Einmalanlage für Erbe, Sparplan fürs Gehalt
Für die Praxis ergibt sich daraus eine einfache Unterscheidung. Wer monatlich Vermögen aufbaut, etwa aus dem laufenden Einkommen, fährt mit dem Sparplan gut. Wer dagegen eine größere Summe besitzt – etwa aus einer Erbschaft, einem Immobilienverkauf oder einer ausgezahlten Versicherung –, steht vor einer anderen Entscheidung. Aus Sicht von Kanzler spricht dann vieles für die Einmalanlage. Aus Sicht von Beck muss aber vorher geklärt sein, ob der Anleger den möglichen Rückgang auch emotional aushält.
Ein Beispiel: Eine Anlegerin erhält 80.000 Euro. Rechnerisch wäre es häufig sinnvoll, das Geld direkt entsprechend der eigenen Strategie zu investieren. Doch wenn sie bei einem Verlust von 15.000 oder 20.000 Euro panisch verkaufen würde, ist die rechnerisch beste Lösung praktisch gefährlich. Dann kann ein gestaffelter Einstieg sinnvoller sein – nicht, weil er statistisch überlegen ist, sondern weil er die Wahrscheinlichkeit erhöht, dass die Anlegerin investiert bleibt.
Wenn du nicht weißt, was du jetzt tun sollst, mach einfach die Hälfte.
Dr. Andreas Beck, Mathematiker und Kapitalmarktstratege
Für genau solche Fälle hat Andreas Beck eine einfache Regel. „Wenn du nicht weißt, was du jetzt tun sollst, mach einfach die Hälfte“, sagt er. Also etwa: nicht monatelang über den perfekten Einstieg nachdenken, sondern mit einem Teil beginnen.
Das ist keine mathematische Optimierung, sondern ein pragmatischer Umgang mit Unsicherheit. Wer 50.000 Euro anlegen möchte, könnte 25.000 Euro investieren und den Rest später gestaffelt anlegen. Damit ist ein Teil des Geldes im Markt, gleichzeitig bleibt ein Sicherheitsgefühl.
Diese Regel passt zu Becks grundsätzlicher Sicht: „Wer handelt, gewinnt – wer in der Analyse-Paralyse stecken bleibt, verliert Zeit und damit Rendite“.
Theorie und Praxis klaffen auseinander
Kanzler betont, dass der Anlagehorizont entscheidend ist. Kapitalmärkte seien kurzfristig unberechenbar, langfristig aber robust. Wer breit gestreut investiert, profitiert langfristig vom Wachstum der Weltwirtschaft. „Wer kurzfristig investiert, spekuliert. Wer langfristig investiert, nutzt die ökonomische Logik der Märkte“, beschreibt es Kanzler.

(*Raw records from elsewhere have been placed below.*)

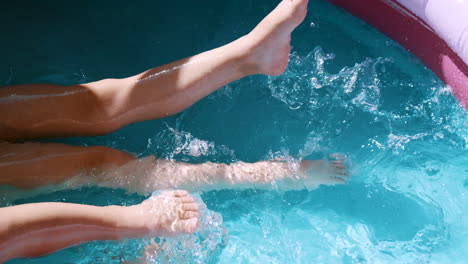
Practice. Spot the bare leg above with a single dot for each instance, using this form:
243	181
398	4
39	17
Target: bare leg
31	165
148	174
29	111
32	230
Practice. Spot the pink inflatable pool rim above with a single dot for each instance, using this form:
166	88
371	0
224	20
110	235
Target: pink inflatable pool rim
436	31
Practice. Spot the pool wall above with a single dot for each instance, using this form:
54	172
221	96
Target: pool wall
435	31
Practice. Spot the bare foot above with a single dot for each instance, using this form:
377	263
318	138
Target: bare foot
317	172
169	214
269	42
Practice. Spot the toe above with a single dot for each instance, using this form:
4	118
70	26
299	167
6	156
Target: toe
190	206
187	199
190	214
180	193
188	226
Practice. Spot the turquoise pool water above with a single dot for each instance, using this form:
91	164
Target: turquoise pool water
348	89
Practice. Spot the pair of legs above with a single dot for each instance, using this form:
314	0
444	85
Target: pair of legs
39	111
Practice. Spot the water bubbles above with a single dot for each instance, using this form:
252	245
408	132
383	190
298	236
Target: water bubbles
200	247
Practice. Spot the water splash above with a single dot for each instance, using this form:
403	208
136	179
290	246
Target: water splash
200	247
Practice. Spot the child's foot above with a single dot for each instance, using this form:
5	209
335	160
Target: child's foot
317	172
269	42
169	214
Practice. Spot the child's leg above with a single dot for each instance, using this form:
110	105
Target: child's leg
32	230
29	111
30	165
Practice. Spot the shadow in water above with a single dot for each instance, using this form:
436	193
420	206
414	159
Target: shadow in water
392	216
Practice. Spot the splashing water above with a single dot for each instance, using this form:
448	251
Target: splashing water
352	91
200	247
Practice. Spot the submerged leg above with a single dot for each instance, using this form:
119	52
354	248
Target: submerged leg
29	165
148	174
32	230
30	111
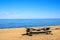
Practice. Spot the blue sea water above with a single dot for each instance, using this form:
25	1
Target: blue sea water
18	23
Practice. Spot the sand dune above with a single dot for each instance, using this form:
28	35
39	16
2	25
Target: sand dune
16	34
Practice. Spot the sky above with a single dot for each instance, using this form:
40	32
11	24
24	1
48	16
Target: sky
29	9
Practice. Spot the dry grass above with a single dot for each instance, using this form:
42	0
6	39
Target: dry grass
16	34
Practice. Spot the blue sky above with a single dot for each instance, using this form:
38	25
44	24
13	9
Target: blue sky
29	9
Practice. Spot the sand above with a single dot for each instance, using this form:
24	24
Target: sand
16	34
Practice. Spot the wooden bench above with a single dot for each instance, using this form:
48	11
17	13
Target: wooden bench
31	31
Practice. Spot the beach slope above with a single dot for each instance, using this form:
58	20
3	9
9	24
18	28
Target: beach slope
16	34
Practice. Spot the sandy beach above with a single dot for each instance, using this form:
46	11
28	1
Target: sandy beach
16	34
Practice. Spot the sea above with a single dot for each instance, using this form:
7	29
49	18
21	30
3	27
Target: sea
19	23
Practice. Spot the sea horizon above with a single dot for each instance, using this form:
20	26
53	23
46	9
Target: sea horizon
19	23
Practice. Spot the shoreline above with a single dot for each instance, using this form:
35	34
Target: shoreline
16	34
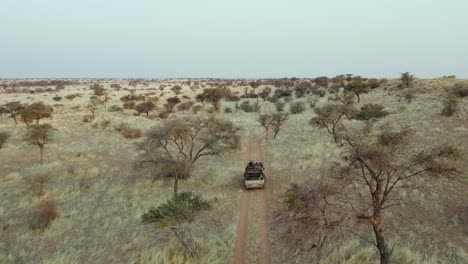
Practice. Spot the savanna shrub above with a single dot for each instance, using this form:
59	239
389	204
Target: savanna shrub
449	106
87	118
129	105
296	107
279	106
196	108
129	132
249	108
43	215
460	89
371	112
37	184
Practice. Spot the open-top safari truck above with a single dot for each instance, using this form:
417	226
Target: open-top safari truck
254	175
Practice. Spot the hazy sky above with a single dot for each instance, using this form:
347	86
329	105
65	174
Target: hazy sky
230	39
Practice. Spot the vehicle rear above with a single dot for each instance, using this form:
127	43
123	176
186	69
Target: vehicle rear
254	178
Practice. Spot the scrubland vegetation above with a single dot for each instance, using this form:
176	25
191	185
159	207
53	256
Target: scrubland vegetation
149	171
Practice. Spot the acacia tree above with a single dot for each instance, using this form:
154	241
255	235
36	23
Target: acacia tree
180	209
3	138
357	87
382	163
39	135
213	96
278	120
265	121
407	79
144	107
329	117
173	147
92	107
201	98
313	214
265	93
38	111
13	109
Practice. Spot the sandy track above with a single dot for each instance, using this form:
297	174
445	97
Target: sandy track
260	207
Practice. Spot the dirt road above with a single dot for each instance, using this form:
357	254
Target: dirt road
253	217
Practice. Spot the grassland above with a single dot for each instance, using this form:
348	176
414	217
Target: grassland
101	196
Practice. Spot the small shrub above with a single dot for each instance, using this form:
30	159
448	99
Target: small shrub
131	132
287	99
460	89
3	138
312	102
87	118
371	112
272	99
115	108
279	106
129	105
408	96
296	107
249	108
43	215
196	108
120	127
37	184
163	114
185	106
105	124
450	106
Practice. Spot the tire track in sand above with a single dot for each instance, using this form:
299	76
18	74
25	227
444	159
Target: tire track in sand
253	151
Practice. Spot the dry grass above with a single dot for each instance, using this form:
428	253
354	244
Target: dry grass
102	197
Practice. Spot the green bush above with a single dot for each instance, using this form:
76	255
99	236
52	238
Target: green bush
371	112
297	107
249	108
450	105
182	207
279	106
460	89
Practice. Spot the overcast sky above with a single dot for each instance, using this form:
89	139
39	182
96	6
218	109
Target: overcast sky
232	39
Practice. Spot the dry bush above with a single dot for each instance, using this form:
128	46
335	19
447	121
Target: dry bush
115	108
129	132
3	138
120	127
249	108
450	105
37	184
144	107
87	118
57	98
460	89
297	107
163	114
279	106
43	215
129	105
105	124
185	106
196	108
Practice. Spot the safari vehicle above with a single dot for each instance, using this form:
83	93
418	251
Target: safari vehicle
254	175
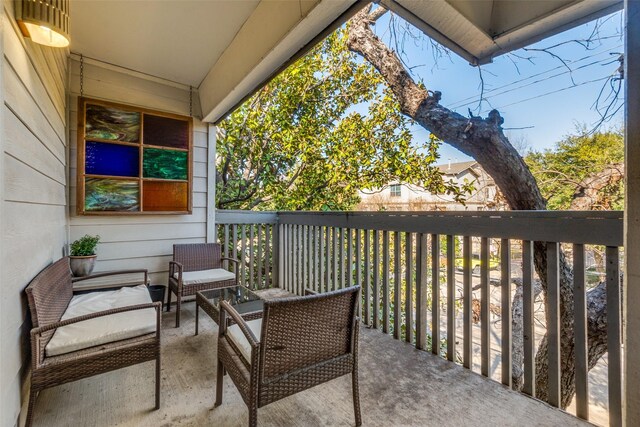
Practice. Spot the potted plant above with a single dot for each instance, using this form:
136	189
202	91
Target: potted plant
83	255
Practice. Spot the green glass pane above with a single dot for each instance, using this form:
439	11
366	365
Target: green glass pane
118	195
112	124
164	164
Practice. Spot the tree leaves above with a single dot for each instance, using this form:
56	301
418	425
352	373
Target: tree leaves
316	134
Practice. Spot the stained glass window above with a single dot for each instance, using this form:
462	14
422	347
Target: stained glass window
132	161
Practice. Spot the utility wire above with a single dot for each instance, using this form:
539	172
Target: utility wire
473	99
554	91
545	79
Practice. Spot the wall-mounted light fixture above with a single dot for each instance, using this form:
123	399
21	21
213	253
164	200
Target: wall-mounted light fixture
44	21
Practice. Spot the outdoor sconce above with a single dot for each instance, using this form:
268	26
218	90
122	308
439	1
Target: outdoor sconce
45	21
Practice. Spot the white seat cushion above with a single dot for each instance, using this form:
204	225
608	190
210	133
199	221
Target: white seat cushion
106	329
205	276
235	334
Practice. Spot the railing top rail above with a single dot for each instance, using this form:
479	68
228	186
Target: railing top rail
586	227
246	217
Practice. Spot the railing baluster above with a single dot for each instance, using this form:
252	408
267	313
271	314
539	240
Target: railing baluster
367	280
376	279
485	323
451	298
243	254
300	253
421	291
234	241
580	335
304	253
505	264
259	284
435	294
385	281
359	268
349	257
408	298
341	257
268	256
294	254
226	245
397	290
290	261
467	313
614	337
276	256
528	312
553	328
312	258
327	259
322	260
252	284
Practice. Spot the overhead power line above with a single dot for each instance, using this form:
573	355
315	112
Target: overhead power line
491	92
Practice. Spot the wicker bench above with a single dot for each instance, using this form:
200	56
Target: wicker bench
80	348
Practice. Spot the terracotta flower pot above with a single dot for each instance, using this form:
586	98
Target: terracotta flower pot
82	265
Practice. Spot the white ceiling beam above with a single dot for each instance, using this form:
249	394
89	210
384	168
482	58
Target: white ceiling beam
255	55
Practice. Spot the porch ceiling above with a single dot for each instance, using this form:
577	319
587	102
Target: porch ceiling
479	30
228	49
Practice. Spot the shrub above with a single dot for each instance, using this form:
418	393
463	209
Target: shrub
85	246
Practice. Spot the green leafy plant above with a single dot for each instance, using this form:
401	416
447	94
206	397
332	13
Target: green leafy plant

Für Aktien nennt er eine klare Daumenregel: Anleger sollten mindestens zehn Jahre Zeit mitbringen. „Aktien sind kein kurzfristiges Anlageinstrument, sondern ein langfristiges Beteiligungsmodell an der Weltwirtschaft.“ Wer diesen langen Atem nicht habe, solle das Risiko gar nicht erst eingehen.
Wer sich hingegen unsicher ist, kann staffeln – und folgt damit weniger der Mathematik als der eigenen Psyche. Am Ende zähle nicht die perfekte Entscheidung – sondern die, die man auch durchhält. Denn: „Die größten Fehler liegen oft nicht in der Produktauswahl, sondern im Verhalten“, sagt Kanzler.
Dieser Artikel dient ausschließlich der Information und stellt keine Anlageberatung oder Kaufempfehlung dar. Er ersetzt keine individuelle Beratung unter Berücksichtigung Ihrer persönlichen Vermögensverhältnisse, Anlageziele und Risikotoleranz.